Some 12,000 people became displaced and an area of over 250 sq miles became an irradiated zone.
A consequence of the disaster was the resignation of the Japanese Prime Minister Mr Naoto Kan.
Mr Kan’s micro management of the disaster has been cited as a contributory factor to the outcome and after five days of mismanagement he handed responsibility to experts at the Japanese Atomic Power Co. Something he should have done on day one.
The opposite is true of Andrew Carnegie.

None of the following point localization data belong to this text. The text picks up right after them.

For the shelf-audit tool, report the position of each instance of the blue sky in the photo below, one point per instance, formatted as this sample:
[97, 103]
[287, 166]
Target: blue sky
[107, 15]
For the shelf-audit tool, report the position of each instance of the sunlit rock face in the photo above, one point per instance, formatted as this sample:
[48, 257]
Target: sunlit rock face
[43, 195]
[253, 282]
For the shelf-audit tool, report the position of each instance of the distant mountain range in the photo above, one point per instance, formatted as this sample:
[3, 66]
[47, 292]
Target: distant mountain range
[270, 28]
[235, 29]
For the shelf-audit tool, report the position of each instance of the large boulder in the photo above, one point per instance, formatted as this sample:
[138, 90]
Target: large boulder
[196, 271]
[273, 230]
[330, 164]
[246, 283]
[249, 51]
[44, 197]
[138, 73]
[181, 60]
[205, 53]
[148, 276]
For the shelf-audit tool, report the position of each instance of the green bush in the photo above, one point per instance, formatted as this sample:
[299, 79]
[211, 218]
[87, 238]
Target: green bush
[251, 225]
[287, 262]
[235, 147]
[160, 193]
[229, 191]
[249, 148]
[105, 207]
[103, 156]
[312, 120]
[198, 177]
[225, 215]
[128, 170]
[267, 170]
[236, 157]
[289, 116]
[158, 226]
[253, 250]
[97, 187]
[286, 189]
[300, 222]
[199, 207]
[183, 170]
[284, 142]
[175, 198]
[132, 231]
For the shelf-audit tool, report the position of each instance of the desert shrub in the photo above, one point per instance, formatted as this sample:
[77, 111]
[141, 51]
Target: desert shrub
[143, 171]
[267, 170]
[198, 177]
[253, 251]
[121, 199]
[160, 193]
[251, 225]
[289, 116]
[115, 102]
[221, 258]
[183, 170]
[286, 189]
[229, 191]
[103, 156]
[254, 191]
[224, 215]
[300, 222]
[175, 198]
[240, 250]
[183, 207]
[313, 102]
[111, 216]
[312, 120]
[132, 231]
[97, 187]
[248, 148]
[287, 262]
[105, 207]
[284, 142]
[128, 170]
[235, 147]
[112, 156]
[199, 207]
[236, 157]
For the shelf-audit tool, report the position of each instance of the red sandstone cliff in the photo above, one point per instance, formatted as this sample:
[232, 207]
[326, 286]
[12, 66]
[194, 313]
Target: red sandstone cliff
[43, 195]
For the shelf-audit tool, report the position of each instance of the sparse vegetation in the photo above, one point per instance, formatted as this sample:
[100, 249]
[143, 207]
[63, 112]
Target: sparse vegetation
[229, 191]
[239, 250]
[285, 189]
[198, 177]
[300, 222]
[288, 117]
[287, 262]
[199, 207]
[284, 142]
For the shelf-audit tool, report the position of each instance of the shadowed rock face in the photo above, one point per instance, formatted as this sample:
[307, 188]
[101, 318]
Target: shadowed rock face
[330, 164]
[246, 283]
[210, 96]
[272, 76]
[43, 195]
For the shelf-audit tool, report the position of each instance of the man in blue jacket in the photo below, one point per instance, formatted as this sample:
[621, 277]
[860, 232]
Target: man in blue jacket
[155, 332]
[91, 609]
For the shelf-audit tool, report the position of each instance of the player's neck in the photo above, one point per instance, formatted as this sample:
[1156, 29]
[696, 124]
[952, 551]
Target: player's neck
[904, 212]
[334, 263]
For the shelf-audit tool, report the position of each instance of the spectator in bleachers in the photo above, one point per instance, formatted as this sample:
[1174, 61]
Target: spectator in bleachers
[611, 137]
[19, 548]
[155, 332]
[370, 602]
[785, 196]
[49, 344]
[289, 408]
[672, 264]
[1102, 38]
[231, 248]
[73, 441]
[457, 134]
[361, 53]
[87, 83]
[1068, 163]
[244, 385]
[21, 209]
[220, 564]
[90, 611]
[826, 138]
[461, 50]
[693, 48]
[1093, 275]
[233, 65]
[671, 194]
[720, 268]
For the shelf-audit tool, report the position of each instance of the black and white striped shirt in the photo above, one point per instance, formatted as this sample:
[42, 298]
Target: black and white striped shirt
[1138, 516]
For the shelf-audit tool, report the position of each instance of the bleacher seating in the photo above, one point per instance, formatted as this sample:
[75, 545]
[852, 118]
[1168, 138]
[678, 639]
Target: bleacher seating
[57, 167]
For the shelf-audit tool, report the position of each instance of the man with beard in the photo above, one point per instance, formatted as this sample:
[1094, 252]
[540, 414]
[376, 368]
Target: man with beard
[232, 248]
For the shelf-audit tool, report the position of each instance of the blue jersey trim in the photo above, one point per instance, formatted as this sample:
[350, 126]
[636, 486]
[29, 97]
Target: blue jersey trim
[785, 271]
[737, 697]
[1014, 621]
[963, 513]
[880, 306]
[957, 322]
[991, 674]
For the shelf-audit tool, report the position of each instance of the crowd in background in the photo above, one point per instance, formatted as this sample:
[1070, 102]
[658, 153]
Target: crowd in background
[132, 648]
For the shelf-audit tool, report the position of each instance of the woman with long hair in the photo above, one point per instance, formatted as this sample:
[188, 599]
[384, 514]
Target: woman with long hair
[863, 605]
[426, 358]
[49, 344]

He built an empire valued at $300bn, most of which was given to charity or his own institution; the Carnegie Endowment for International Peace.
Carnegie ran his empire through an effective management team and spent only one hour a day reviewing reports leaving time for people development, planning and strategy.
Perhaps more importantly the art of delegation will empower your team and develop their own skills and experience, resulting in job satisfaction, challenge, learning and staff retention.
Many people leave their job as they ‘want a new challenge’. By not delegating responsibility you will almost certainly have difficulty in retaining talented people in your business.